Director/writer Jon Favreau has returned to independent comedy with heart and passion. Without question, every syllable, every frame, and every musical note of Chef feels like a recipe conjured up by Favreau composed of his favorite ingredients. In keeping with that theme, Chef doesn’t deliver one flavor profile, but several, as Favreau navigates between high-brow humor, low-brow humor, and deep character development. The result is a touching, and often laugh out loud funny story of a man trying to connect with his son, while also reminding himself of a passion he knows he has lost. On the whole, Favreau successfully accomplishes what he set out do—entertain while relaying a topic clearly personal to him, being the person you want to be, through the medium of the culinary arts.
Broadcasts of people making, describing, and consuming food have an incredibly difficult obstacle to overcome. Their purpose is to make audiences believe that a sensation of absolute deliciousness exists in food which, in that moment, is impossible for them to experience.
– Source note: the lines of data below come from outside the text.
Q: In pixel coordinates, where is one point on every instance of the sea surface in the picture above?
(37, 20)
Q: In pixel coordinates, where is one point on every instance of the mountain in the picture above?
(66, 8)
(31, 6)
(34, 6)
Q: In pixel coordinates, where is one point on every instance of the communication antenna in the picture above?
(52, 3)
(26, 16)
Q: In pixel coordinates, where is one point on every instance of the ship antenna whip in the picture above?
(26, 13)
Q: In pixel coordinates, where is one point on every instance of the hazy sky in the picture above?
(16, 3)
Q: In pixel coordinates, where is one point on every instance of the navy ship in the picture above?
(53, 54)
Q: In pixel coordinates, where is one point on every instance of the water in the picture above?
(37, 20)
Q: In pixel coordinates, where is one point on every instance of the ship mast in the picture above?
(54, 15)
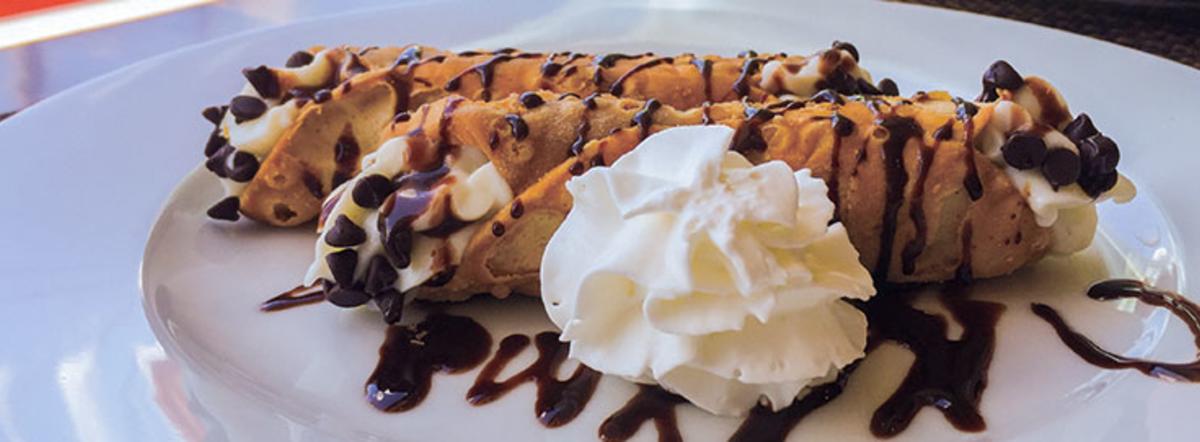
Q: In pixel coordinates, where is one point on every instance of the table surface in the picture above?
(33, 72)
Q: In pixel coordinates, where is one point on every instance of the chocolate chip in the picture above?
(381, 275)
(214, 113)
(966, 109)
(342, 264)
(300, 58)
(442, 278)
(371, 191)
(827, 96)
(1080, 129)
(345, 233)
(399, 246)
(245, 107)
(216, 141)
(1024, 150)
(216, 163)
(1061, 167)
(846, 47)
(520, 129)
(347, 297)
(1099, 155)
(517, 209)
(243, 166)
(576, 168)
(531, 100)
(391, 304)
(867, 88)
(889, 88)
(1002, 75)
(841, 125)
(226, 209)
(263, 81)
(1096, 185)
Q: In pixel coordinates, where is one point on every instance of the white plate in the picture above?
(90, 167)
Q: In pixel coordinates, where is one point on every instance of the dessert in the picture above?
(714, 230)
(720, 280)
(294, 133)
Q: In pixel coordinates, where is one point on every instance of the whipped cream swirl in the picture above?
(684, 264)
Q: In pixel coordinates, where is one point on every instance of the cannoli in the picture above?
(929, 187)
(294, 133)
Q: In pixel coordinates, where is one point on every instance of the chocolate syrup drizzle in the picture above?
(486, 71)
(900, 129)
(411, 356)
(947, 375)
(617, 87)
(558, 401)
(649, 404)
(293, 298)
(1091, 352)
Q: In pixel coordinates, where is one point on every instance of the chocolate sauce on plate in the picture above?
(411, 356)
(558, 401)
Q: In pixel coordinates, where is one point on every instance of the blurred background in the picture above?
(47, 46)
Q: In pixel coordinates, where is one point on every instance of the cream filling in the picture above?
(259, 136)
(1068, 211)
(474, 192)
(801, 78)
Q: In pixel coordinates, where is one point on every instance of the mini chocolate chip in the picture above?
(1080, 129)
(243, 167)
(846, 47)
(966, 109)
(576, 168)
(1024, 150)
(214, 113)
(532, 100)
(1096, 185)
(342, 264)
(399, 246)
(1099, 155)
(841, 125)
(245, 107)
(391, 304)
(371, 191)
(867, 88)
(381, 275)
(1061, 167)
(827, 96)
(889, 88)
(216, 141)
(1002, 75)
(226, 209)
(517, 209)
(347, 297)
(263, 81)
(345, 233)
(441, 278)
(217, 162)
(520, 129)
(298, 59)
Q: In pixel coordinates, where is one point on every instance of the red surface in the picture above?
(12, 7)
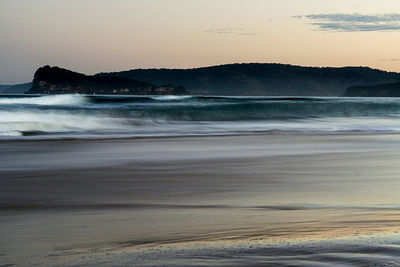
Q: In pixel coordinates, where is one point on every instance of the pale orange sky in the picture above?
(91, 36)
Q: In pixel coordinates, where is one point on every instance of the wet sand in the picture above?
(257, 200)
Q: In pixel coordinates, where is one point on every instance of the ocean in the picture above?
(199, 181)
(83, 116)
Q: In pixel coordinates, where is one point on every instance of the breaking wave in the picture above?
(80, 115)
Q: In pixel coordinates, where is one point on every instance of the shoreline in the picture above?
(103, 202)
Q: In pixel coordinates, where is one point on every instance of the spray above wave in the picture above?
(77, 115)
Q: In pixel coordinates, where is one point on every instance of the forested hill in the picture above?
(263, 79)
(55, 80)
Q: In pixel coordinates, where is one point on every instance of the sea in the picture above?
(94, 180)
(97, 116)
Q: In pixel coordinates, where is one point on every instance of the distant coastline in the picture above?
(252, 79)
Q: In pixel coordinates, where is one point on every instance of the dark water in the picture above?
(121, 116)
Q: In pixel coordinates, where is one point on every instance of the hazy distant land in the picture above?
(233, 79)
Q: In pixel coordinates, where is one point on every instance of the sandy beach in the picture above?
(222, 200)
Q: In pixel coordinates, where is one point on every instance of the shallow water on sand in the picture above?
(279, 200)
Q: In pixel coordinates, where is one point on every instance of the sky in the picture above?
(92, 36)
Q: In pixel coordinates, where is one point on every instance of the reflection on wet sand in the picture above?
(238, 200)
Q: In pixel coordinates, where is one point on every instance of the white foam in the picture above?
(170, 97)
(53, 100)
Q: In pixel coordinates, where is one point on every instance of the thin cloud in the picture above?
(354, 22)
(233, 31)
(389, 59)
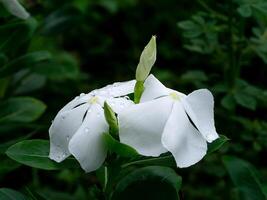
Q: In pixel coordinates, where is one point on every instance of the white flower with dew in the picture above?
(161, 123)
(78, 127)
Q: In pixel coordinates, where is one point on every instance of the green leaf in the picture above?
(21, 109)
(163, 161)
(117, 147)
(14, 35)
(63, 66)
(217, 144)
(245, 100)
(111, 119)
(22, 62)
(244, 178)
(153, 182)
(245, 11)
(35, 153)
(9, 194)
(15, 8)
(138, 91)
(147, 60)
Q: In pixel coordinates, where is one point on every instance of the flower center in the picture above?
(174, 96)
(93, 100)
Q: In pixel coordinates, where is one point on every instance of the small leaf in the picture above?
(35, 153)
(9, 194)
(111, 119)
(153, 182)
(138, 91)
(244, 178)
(147, 60)
(21, 109)
(217, 144)
(117, 147)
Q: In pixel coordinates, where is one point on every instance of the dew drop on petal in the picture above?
(127, 98)
(209, 137)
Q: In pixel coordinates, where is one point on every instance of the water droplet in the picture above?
(122, 104)
(102, 93)
(115, 84)
(209, 137)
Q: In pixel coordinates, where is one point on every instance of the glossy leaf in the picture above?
(244, 178)
(26, 61)
(217, 144)
(9, 194)
(21, 109)
(35, 153)
(153, 182)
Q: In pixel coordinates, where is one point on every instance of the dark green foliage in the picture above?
(69, 47)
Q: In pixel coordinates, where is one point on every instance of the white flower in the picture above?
(78, 127)
(15, 8)
(161, 123)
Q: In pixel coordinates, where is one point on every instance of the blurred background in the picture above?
(74, 46)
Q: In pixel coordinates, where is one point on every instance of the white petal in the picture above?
(82, 98)
(141, 125)
(119, 104)
(199, 105)
(62, 129)
(153, 89)
(15, 8)
(116, 89)
(87, 145)
(180, 137)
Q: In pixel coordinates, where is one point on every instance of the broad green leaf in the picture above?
(111, 119)
(217, 144)
(147, 60)
(15, 34)
(9, 194)
(245, 11)
(163, 161)
(153, 182)
(15, 8)
(21, 109)
(26, 61)
(35, 153)
(244, 178)
(117, 147)
(245, 100)
(63, 66)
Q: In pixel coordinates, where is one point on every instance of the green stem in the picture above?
(213, 12)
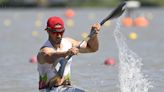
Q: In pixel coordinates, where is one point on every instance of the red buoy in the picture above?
(69, 13)
(109, 61)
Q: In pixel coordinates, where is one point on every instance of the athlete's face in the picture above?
(56, 36)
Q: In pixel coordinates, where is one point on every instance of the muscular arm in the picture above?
(92, 44)
(48, 55)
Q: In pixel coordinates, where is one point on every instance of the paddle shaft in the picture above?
(115, 14)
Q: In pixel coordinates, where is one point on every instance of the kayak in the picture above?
(63, 89)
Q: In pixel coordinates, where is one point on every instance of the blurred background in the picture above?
(73, 3)
(22, 24)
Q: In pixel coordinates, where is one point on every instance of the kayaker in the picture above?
(57, 48)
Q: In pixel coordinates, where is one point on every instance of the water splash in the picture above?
(130, 75)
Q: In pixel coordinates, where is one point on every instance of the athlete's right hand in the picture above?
(73, 51)
(55, 81)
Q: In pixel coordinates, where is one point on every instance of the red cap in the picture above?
(55, 23)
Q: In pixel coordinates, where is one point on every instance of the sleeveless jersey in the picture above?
(47, 71)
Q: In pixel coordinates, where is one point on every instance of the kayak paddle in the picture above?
(114, 14)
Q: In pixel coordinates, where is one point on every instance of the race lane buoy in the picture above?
(69, 13)
(109, 61)
(33, 59)
(133, 36)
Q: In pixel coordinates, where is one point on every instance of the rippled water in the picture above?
(18, 45)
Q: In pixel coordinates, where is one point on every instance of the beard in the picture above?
(58, 40)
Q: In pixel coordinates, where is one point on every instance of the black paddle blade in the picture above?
(115, 13)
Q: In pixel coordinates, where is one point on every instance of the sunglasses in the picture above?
(55, 32)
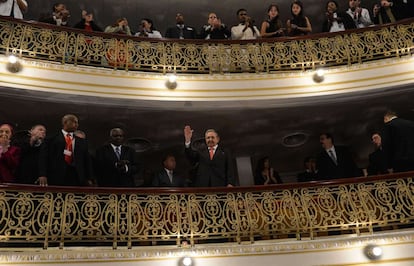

An aspect of Chef that could easily be overlooked is Favreau’s ability to portray the creation, and tasting, of his culinary concoctions with not only incredible accuracy, but also a passion that will undoubtedly leave patrons with their mouths watering, and quickly seeking out the nearest location of a Cuban sandwich.
Favreau also wisely surrounds himself with fantastic talent on screen. In particular, John Leguizamo plays Carl Casper’s (Favreau) unflappably optimistic and loyal friend, offering a constant ray of sunshine to the chef’s melancholy state. Furthermore, young actor Emjay Anthony more than holds his own as Casper’s son, Percy, a boy who has unwavering love for his father, and desperately wants to be a part of his world. Anthony portrays Percy with a refreshing sense of honesty, and breaks free of the archetype of boy in a strained relationship with a parent, replacing typical awkwardness with genuine love and in many instances, a remarkable comedic talent.
Chef ultimately falters in its pacing, by both extending certain sequences too long as well failing to applying some leveling to the overall tone. Certain jokes and interactions continue on far too long, to the point of either awkwardness, or worse, a major distraction and detraction from the overall narrative. In other instances, Favreau appears to be trying to juggling too many themes and messages at the same, and simply can not find the space in his two-hour long film to wrap up all the loose ends and character story arcs. To use an flying narrative, audiences may begin to wonder when the plane is going to begin its descent, only to find they are suddenly ground, coming to a bumpy stop. Chef, as such, ends unusually abruptly, and perhaps a little too neatly, making the conclusion feel rushed and somewhat out of place.
For its faults, Chef does provide some wonderful moments of comedic entertainment, and while Favreau may have gotten a little too caught up in the details, he does make those details shine bright.